Fifa president Sepp Blatter- who in 2011 suggested racism is not a problem in football- appears to have changed his tune somewhat.
Blatter presided over the decision to fine Nicklas Bendtner more for revealing his sponsored underwear than the fines given to racists at Euro 2012, but he now accepts that a more “radical solution” could be necessary.
It appears that the incident to have opened Blatter’s mind somewhat on racism was the abuse meted out to AC Milan star Kevin Prince Boateng, during a friendly against Pro Patria recently.
Boateng stormed off the field following racist abuse against him by Pro Patria’s fans, and the fourth-tier side were subsequently forced to play their next game behind closed doors.
But even now, Blatter’s supposedly “radical” punishment for racism is relatively tame: he suggests that teams could be docked points if their fans are racist.
"I think a more radical solution would be deduction of points," Blatter told Sky Sports News.
"Deduction of points would have a better impact on that (racism) than any other sanction."
Fifa has been forced to put out the fires of racism of late.
Bulgaria and Hungary were ordered to play World Cup qualifiers behind closed doors because of racism, and Serbia and clubs Porto and Lazio were all recently fined for the racist behaviour of their own fans.
And unfortunately, Blatter does not think football will ever be free of racism.

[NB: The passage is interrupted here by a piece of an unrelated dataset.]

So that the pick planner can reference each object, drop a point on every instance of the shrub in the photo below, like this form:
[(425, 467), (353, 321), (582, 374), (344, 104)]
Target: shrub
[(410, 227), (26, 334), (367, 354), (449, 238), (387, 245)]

"I think we can never do enough to eradicate all the racism in football," he said.
Meanwhile, Blatter drew smirks when he said that he would love to become a radio football commentator or television match analyst when he finally retires as Fifa president in 2015.
And there was dark humour and unintentional irony in 76-year-old Blatter’s revelation that Fifa’s next congress will discuss "new statutes, some changes, speaking about the term of office, if there shall be an age limit, how the president shall be elected to have more consensus for a candidate and so on".